The M1 chip doesn’t get as hot as the Intel chips do in operation. While playing Minecraft — a task that often ramped the fans up to max speed and heated the processor past 90 ºC — on the M1 chip, it barely got warm yet seemed to outperform the Intel chip in my MacBook. So far (including playing over an hour of Minecraft), the computer hasn’t got noticeably warm and the fans have remained quiet.
This thing is also noticeably faster than the W541 it replaces. Everything runs buttery smooth.
Over my 2019 MacBook Pro, the improvements in performance are more subtle. However, I’ve noticed a slight improvement in handling of graphics and the snappiness of the system.
A nice feature of the M1 chip — in addition to its better efficiency and thermals — is the inclusion of a 8-core GPU, all in the same package. That may explain the better graphics performance when compared to the Intel integrated graphics on the MacBook.
New Monitor: HP 24m monitor
Since the Mac mini uses HDMI to output video, I had to upgrade from my VGA-only monitor. (I could’ve used an adapter, but one wasn’t readily available and I’ve also been looking to replace my old monitor, which I received free from a friend in high school and have used since.)
The problem with the task of finding a monitor at this moment is the supply chain problems mean many monitors are out-of-stock or would take time to receive. Since the computer was expected sooner than most online retailers would ship a monitor in (without paying somewhat exorbitant shipping fees), I looked more locally.

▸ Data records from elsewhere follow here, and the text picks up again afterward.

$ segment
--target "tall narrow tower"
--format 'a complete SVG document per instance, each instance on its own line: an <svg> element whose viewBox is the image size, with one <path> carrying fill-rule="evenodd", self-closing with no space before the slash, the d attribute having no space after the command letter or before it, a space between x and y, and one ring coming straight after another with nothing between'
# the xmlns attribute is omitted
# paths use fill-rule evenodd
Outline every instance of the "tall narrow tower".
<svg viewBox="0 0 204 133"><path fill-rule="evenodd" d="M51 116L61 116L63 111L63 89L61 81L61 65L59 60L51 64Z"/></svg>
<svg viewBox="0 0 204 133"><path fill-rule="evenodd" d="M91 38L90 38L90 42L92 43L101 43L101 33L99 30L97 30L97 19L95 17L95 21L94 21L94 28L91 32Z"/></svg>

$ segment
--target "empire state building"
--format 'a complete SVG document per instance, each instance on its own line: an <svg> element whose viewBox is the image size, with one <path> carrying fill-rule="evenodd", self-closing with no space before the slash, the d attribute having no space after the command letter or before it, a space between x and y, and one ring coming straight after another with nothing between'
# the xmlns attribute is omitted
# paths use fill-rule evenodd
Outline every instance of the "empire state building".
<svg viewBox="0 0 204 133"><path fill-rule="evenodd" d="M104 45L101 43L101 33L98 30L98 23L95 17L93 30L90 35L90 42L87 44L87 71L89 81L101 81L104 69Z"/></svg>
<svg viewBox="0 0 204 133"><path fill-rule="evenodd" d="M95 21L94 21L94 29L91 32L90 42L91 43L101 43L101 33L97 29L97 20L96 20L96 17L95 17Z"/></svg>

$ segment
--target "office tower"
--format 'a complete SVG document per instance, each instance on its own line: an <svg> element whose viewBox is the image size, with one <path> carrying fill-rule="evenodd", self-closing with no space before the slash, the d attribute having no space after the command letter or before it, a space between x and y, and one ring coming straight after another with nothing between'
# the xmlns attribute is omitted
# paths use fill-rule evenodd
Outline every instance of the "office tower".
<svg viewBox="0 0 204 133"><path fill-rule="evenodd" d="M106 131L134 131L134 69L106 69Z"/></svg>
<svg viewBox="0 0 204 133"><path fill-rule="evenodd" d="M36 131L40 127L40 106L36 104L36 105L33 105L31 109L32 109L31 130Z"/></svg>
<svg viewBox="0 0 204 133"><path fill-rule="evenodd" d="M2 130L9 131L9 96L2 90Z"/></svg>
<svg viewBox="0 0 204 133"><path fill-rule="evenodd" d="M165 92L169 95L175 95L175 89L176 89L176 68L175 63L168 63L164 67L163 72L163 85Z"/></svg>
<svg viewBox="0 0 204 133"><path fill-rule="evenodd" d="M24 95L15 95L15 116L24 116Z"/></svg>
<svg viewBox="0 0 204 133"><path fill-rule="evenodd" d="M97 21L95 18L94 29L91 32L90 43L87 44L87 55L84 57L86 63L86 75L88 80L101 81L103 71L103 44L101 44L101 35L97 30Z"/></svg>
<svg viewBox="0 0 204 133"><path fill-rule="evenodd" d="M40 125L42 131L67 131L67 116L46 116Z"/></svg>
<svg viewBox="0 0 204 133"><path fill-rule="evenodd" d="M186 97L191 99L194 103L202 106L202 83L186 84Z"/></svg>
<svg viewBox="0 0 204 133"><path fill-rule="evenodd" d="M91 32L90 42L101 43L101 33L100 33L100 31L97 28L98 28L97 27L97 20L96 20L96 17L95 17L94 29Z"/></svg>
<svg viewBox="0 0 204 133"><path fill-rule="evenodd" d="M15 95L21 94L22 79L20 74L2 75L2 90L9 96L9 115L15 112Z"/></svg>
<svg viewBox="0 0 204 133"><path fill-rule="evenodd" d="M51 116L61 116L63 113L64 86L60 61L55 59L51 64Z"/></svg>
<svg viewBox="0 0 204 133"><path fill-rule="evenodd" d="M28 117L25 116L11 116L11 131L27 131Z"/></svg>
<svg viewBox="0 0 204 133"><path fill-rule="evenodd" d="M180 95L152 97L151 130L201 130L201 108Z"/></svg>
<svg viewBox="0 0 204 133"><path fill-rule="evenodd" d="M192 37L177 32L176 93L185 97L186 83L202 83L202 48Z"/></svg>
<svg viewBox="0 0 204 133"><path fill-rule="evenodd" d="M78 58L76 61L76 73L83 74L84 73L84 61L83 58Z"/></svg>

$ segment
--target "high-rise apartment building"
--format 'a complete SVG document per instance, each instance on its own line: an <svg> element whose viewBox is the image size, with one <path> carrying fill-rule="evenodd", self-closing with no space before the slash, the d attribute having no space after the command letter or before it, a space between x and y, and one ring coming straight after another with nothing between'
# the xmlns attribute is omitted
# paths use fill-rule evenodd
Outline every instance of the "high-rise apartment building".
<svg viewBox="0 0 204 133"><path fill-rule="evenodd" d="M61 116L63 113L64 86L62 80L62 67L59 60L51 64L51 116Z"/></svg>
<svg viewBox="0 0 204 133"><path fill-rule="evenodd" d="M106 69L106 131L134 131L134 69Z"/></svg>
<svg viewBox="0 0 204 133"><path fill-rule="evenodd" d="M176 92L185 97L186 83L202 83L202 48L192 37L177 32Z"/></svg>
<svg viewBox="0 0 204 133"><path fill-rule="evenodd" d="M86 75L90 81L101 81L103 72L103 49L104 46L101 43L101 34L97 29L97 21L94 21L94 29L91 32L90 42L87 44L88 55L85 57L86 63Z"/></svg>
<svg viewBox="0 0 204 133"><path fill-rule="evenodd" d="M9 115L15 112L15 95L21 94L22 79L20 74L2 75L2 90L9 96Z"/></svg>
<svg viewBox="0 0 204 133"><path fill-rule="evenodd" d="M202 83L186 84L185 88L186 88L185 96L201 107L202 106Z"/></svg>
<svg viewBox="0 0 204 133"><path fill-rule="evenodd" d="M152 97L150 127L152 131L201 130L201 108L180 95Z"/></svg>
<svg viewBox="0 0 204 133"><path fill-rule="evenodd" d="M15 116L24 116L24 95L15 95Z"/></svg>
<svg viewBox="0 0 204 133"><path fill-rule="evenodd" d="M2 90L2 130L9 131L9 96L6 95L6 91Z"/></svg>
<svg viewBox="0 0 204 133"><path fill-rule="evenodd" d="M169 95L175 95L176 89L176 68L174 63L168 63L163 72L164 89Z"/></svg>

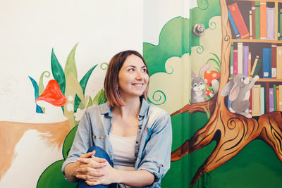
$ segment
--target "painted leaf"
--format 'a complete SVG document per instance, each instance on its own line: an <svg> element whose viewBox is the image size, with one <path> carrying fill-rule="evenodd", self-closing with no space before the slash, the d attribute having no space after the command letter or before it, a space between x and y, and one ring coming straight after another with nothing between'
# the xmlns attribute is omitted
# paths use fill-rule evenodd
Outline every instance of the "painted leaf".
<svg viewBox="0 0 282 188"><path fill-rule="evenodd" d="M93 101L92 101L92 99L91 99L91 96L89 97L89 101L88 101L88 104L87 104L87 108L93 106Z"/></svg>
<svg viewBox="0 0 282 188"><path fill-rule="evenodd" d="M82 91L83 91L83 94L85 92L85 87L87 84L89 77L90 77L92 73L93 72L93 70L97 66L97 65L98 64L94 65L92 68L90 68L90 70L89 70L87 71L87 73L86 73L86 74L83 76L83 77L81 79L81 80L80 82L81 89L82 89Z"/></svg>
<svg viewBox="0 0 282 188"><path fill-rule="evenodd" d="M47 75L45 75L45 73L47 73ZM45 88L43 84L43 77L44 76L46 76L47 77L50 77L50 72L49 71L44 71L43 72L41 75L40 75L40 80L39 80L39 94L42 94L43 92L44 91Z"/></svg>
<svg viewBox="0 0 282 188"><path fill-rule="evenodd" d="M65 65L65 77L68 77L68 76L71 73L74 75L74 77L78 79L78 72L76 70L76 65L75 65L75 50L78 46L78 43L77 43L70 51L70 54L66 58L66 65Z"/></svg>
<svg viewBox="0 0 282 188"><path fill-rule="evenodd" d="M37 188L75 188L77 183L66 181L61 171L64 160L57 161L50 165L40 175Z"/></svg>
<svg viewBox="0 0 282 188"><path fill-rule="evenodd" d="M67 99L61 92L57 81L51 80L49 81L45 91L35 101L44 101L56 106L62 106L66 104Z"/></svg>
<svg viewBox="0 0 282 188"><path fill-rule="evenodd" d="M39 94L38 94L38 84L37 82L31 77L28 77L32 83L33 89L35 89L35 100L38 98ZM36 104L36 113L43 113L44 112L44 108L42 108L38 104Z"/></svg>
<svg viewBox="0 0 282 188"><path fill-rule="evenodd" d="M51 54L51 68L54 78L58 82L62 94L65 94L65 73L63 73L63 68L56 57L55 53L54 52L54 49L52 49L52 53Z"/></svg>
<svg viewBox="0 0 282 188"><path fill-rule="evenodd" d="M68 99L68 103L63 106L63 111L65 116L68 119L70 128L73 128L75 126L74 111L76 110L76 108L75 109L74 107L74 99L75 99L76 95L81 100L80 103L82 103L82 104L85 105L83 92L81 89L80 84L75 75L73 73L70 73L66 80L65 96Z"/></svg>
<svg viewBox="0 0 282 188"><path fill-rule="evenodd" d="M96 105L99 105L100 104L100 102L102 101L103 101L103 99L104 99L104 89L102 89L95 96L95 97L94 97L93 99L93 104L96 104ZM102 103L101 103L102 104Z"/></svg>
<svg viewBox="0 0 282 188"><path fill-rule="evenodd" d="M78 130L78 126L75 126L72 129L68 135L66 137L65 140L63 144L63 156L66 160L68 157L68 153L70 152L71 146L73 145L73 139L75 138L76 130Z"/></svg>

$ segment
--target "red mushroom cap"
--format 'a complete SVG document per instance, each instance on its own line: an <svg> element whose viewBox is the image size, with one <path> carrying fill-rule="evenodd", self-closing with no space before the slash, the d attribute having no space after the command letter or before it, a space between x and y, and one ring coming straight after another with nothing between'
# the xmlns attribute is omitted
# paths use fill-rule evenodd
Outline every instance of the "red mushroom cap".
<svg viewBox="0 0 282 188"><path fill-rule="evenodd" d="M208 70L204 73L204 82L206 83L207 85L211 86L211 82L212 80L214 79L219 79L220 77L220 74L217 71L214 70Z"/></svg>
<svg viewBox="0 0 282 188"><path fill-rule="evenodd" d="M44 101L56 106L62 106L67 102L66 98L61 92L60 86L55 80L49 81L45 91L35 100L38 101Z"/></svg>
<svg viewBox="0 0 282 188"><path fill-rule="evenodd" d="M212 95L214 94L214 92L209 89L209 88L206 89L206 95L212 96ZM212 94L212 95L211 95Z"/></svg>

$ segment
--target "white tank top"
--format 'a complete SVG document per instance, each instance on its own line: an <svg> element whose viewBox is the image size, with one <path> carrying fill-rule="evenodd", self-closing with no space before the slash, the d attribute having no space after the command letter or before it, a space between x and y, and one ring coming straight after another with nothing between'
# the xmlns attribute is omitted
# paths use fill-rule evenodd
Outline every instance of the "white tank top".
<svg viewBox="0 0 282 188"><path fill-rule="evenodd" d="M110 134L113 147L114 168L123 170L134 170L136 137L120 137Z"/></svg>

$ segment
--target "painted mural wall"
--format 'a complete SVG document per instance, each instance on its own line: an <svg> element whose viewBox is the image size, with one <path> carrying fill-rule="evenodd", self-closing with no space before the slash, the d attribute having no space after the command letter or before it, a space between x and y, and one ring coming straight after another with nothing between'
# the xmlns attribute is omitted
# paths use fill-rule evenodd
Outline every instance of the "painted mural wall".
<svg viewBox="0 0 282 188"><path fill-rule="evenodd" d="M107 62L128 49L148 64L148 100L171 116L162 187L279 187L281 113L233 111L222 91L235 75L238 43L251 46L251 67L262 45L281 44L236 39L228 15L235 1L1 3L0 187L75 187L61 168L76 125L87 107L105 102ZM278 1L266 8L281 8ZM238 3L249 30L252 2ZM192 32L197 23L206 29L201 37Z"/></svg>
<svg viewBox="0 0 282 188"><path fill-rule="evenodd" d="M142 51L143 4L2 1L0 17L0 187L75 187L66 137L104 102L110 58Z"/></svg>

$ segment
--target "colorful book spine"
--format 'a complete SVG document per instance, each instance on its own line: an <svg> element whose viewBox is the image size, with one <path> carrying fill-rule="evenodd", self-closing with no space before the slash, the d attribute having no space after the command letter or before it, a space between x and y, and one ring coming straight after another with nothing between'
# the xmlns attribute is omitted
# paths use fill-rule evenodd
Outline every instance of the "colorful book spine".
<svg viewBox="0 0 282 188"><path fill-rule="evenodd" d="M254 76L256 75L255 75L255 70L257 68L258 60L259 60L259 56L256 56L256 58L255 58L255 61L254 61L254 64L252 65L252 71L251 71L251 73L250 75L250 77L254 77Z"/></svg>
<svg viewBox="0 0 282 188"><path fill-rule="evenodd" d="M264 113L264 87L260 88L260 114Z"/></svg>
<svg viewBox="0 0 282 188"><path fill-rule="evenodd" d="M230 24L231 25L232 28L233 29L233 32L234 32L235 36L236 37L236 39L240 39L241 37L240 37L240 34L239 34L238 30L237 30L236 25L235 24L234 20L232 18L231 13L230 13L229 11L228 11L228 18L229 18Z"/></svg>
<svg viewBox="0 0 282 188"><path fill-rule="evenodd" d="M271 49L264 48L262 49L262 70L264 78L271 78L271 61L269 62L269 55L271 55ZM270 58L271 58L270 56ZM270 64L270 69L269 69Z"/></svg>
<svg viewBox="0 0 282 188"><path fill-rule="evenodd" d="M279 87L276 86L276 109L277 111L279 111Z"/></svg>
<svg viewBox="0 0 282 188"><path fill-rule="evenodd" d="M262 64L262 60L261 58L259 58L259 60L257 61L257 65L255 69L255 73L254 73L253 77L259 75L259 69Z"/></svg>
<svg viewBox="0 0 282 188"><path fill-rule="evenodd" d="M276 46L276 78L282 79L282 46Z"/></svg>
<svg viewBox="0 0 282 188"><path fill-rule="evenodd" d="M243 74L243 43L238 43L238 73Z"/></svg>
<svg viewBox="0 0 282 188"><path fill-rule="evenodd" d="M260 39L260 3L259 1L255 2L255 39Z"/></svg>
<svg viewBox="0 0 282 188"><path fill-rule="evenodd" d="M269 113L269 83L265 84L265 110L266 113Z"/></svg>
<svg viewBox="0 0 282 188"><path fill-rule="evenodd" d="M252 10L249 11L249 27L250 27L250 39L252 39Z"/></svg>
<svg viewBox="0 0 282 188"><path fill-rule="evenodd" d="M228 9L236 25L237 29L242 39L250 39L250 33L247 29L246 24L243 18L241 12L237 5L237 3L228 5Z"/></svg>
<svg viewBox="0 0 282 188"><path fill-rule="evenodd" d="M251 68L252 68L252 53L249 52L249 63L248 63L248 68L247 68L247 76L251 76Z"/></svg>
<svg viewBox="0 0 282 188"><path fill-rule="evenodd" d="M249 113L252 115L252 89L250 89L250 97L249 97Z"/></svg>
<svg viewBox="0 0 282 188"><path fill-rule="evenodd" d="M238 73L238 50L233 50L233 75L237 75Z"/></svg>
<svg viewBox="0 0 282 188"><path fill-rule="evenodd" d="M260 85L255 84L252 87L252 115L259 116L260 113Z"/></svg>
<svg viewBox="0 0 282 188"><path fill-rule="evenodd" d="M274 111L274 95L273 88L269 88L269 113Z"/></svg>
<svg viewBox="0 0 282 188"><path fill-rule="evenodd" d="M275 2L275 34L274 39L278 40L278 2Z"/></svg>
<svg viewBox="0 0 282 188"><path fill-rule="evenodd" d="M282 85L278 86L279 90L279 111L282 111Z"/></svg>
<svg viewBox="0 0 282 188"><path fill-rule="evenodd" d="M249 75L249 46L243 46L243 74Z"/></svg>
<svg viewBox="0 0 282 188"><path fill-rule="evenodd" d="M260 39L266 39L266 2L260 2Z"/></svg>
<svg viewBox="0 0 282 188"><path fill-rule="evenodd" d="M233 43L231 42L231 48L230 49L230 77L233 77L234 76L234 69L233 69L233 61L234 61L234 46Z"/></svg>
<svg viewBox="0 0 282 188"><path fill-rule="evenodd" d="M271 44L271 77L277 77L276 44Z"/></svg>
<svg viewBox="0 0 282 188"><path fill-rule="evenodd" d="M266 39L275 38L275 7L266 7Z"/></svg>
<svg viewBox="0 0 282 188"><path fill-rule="evenodd" d="M255 2L252 1L252 38L256 39L255 33Z"/></svg>
<svg viewBox="0 0 282 188"><path fill-rule="evenodd" d="M278 36L279 40L282 39L282 8L279 10L279 14L278 14L278 18L279 18L279 30L278 30Z"/></svg>
<svg viewBox="0 0 282 188"><path fill-rule="evenodd" d="M276 93L276 85L274 84L274 111L277 111L277 93Z"/></svg>

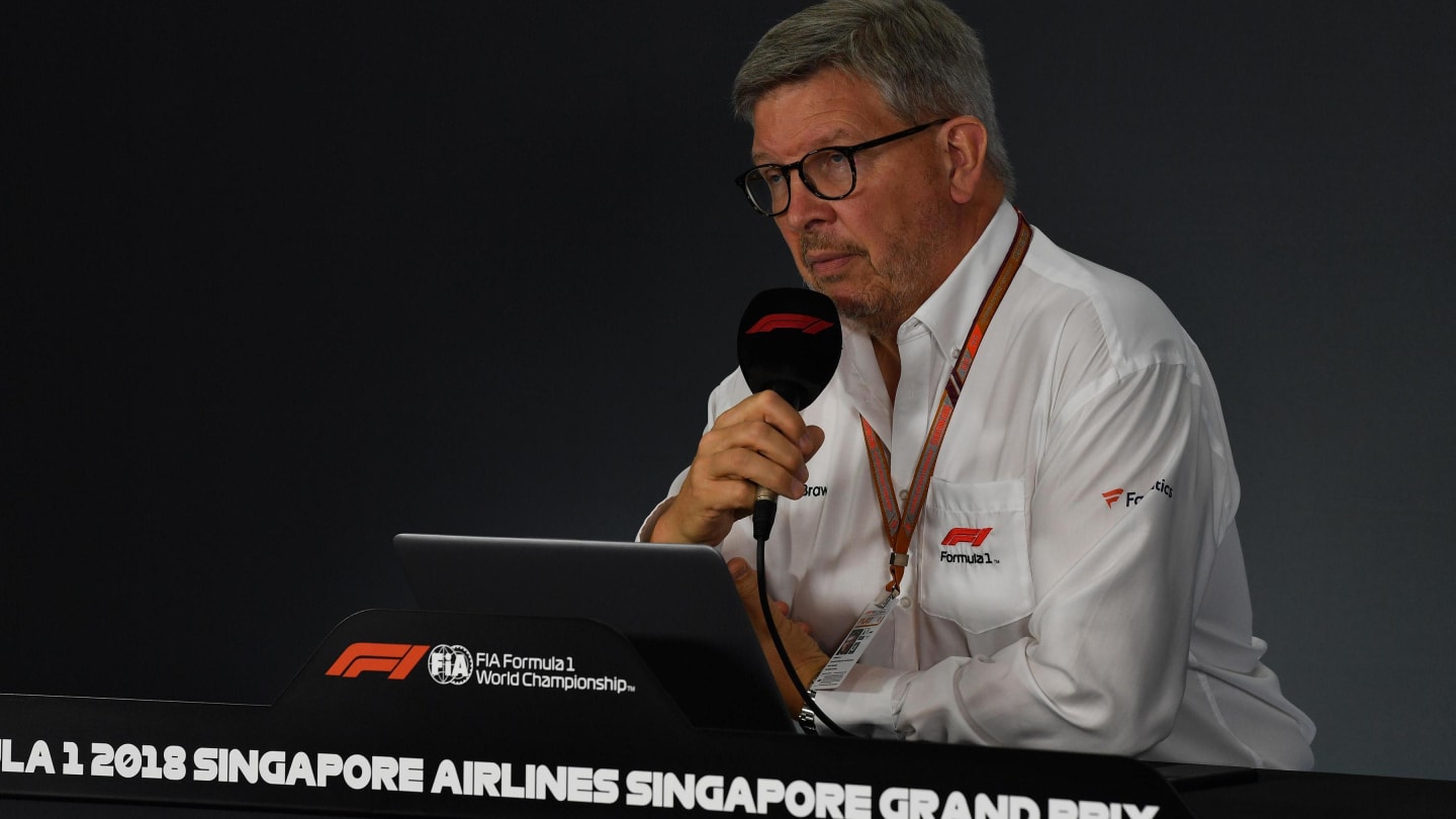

I ended up going to Walmart to see their stock. They had four “basic” monitors to choose from — a HP 24m (24″ class), HP 27m (27″ class), an LG 27″-class monitor, and another monitor. A 27″-class monitor would’ve been too large for my current desk, so I decided to go with the HP 24m.
Despite my disdain for modern HP products and mixed expectations of the monitor, I was pleasantly surprised to discover this monitor is a decent value. It has a crisp image with brilliant colors, a matte display, and is larger than my previous decades-old Dell monitor. It offers both HDMI and VGA inputs, which can be switched between.
My only concern with this monitor, so far, is there is a flickering at certain times. However, most of the time, that isn’t an issue and is very slight.
While I was hesitant to pay $175 for a basic monitor, I’m glad I did.
So far, my experience with the M1 Mac mini has been fairly pleasant. I feel it presently delivers on the promises of better efficiency, better thermals, and better performance. Time will tell how well the M1 handles over time and more intensive tasks.
Correction: The Mac mini featured in this article is the 2020 model. No new Mac mini models were released in 2021.